The governor of the US state of California has cut $656m from welfare and healthcare programmes as he strives to curb a $26bn budget deficit.
Arnold Schwarzenegger invoked his veto authority on Tuesday to cut the cash from state programmes as he signed an $85bn budget plan for 2010.
"Those are ugly cuts and I'm the only one that is really responsible for those cuts because the legislature left - they didn't want to make those cuts," he said.
The additional cuts include $80m from child welfare programmes, $61m from county administration over government sponsored healthcare for the poor and $52m from Aids prevention and treatment projects.
Healthy Families, a low-cost health insurance programme for poor children, will lose $50m, while $6.2m will be cut from state parks.
Schwarzenegger said that he used his veto powers to fill a reserve fund that he says is needed for times for unexpected emergencies such as earthquakes and wildfires.
But Darrell Steinberg, the state senate president and a Democrat, criticised the decision.
"We will fight to restore every dollar of additional cuts to health and human services … This is not the last word," Steinberg said in a statement.

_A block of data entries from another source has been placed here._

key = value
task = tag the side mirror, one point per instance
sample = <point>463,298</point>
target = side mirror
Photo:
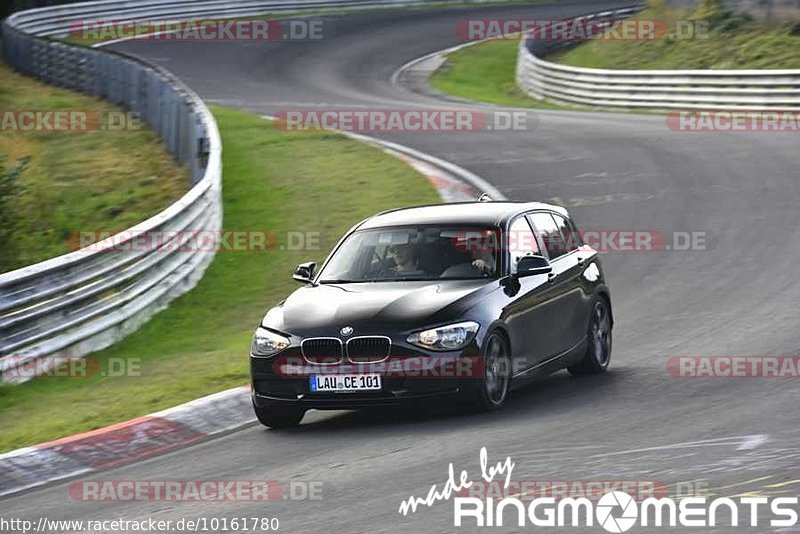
<point>532,265</point>
<point>304,272</point>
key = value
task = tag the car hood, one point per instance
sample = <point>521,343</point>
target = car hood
<point>324,309</point>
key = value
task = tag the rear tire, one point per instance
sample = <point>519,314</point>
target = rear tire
<point>598,352</point>
<point>489,392</point>
<point>278,417</point>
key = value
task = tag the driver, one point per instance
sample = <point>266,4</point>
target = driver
<point>406,259</point>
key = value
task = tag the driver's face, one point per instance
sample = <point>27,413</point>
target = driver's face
<point>401,252</point>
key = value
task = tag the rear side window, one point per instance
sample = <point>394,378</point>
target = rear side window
<point>550,234</point>
<point>570,236</point>
<point>521,241</point>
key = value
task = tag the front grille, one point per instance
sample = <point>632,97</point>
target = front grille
<point>322,350</point>
<point>368,349</point>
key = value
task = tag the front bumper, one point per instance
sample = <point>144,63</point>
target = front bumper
<point>284,380</point>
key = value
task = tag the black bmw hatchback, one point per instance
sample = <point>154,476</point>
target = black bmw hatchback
<point>460,300</point>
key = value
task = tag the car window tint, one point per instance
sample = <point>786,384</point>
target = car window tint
<point>548,231</point>
<point>569,235</point>
<point>521,241</point>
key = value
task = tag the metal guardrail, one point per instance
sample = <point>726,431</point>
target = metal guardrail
<point>754,90</point>
<point>86,300</point>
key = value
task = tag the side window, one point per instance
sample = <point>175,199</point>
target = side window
<point>571,237</point>
<point>521,241</point>
<point>548,231</point>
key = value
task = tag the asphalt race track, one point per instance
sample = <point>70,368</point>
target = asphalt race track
<point>614,171</point>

California's budget deficit stems from the national economic crisis.
State tax revenues have fallen after hundreds of people in California lost their jobs and their homes.
The compromise 2010 budget plan was formulated in the hope that the state will no longer have to issue IOU-style promissory notes to vendors.
But Michael Genest, Schwarzenegger's finance director, said on Tuesday that California will probably need to borrow between $8bn and $10bn to cover its immediate cash needs for the rest of 2009.The state could face a budget defcit of between $7bn and $8bn in the 2010-11 fiscal year, he said.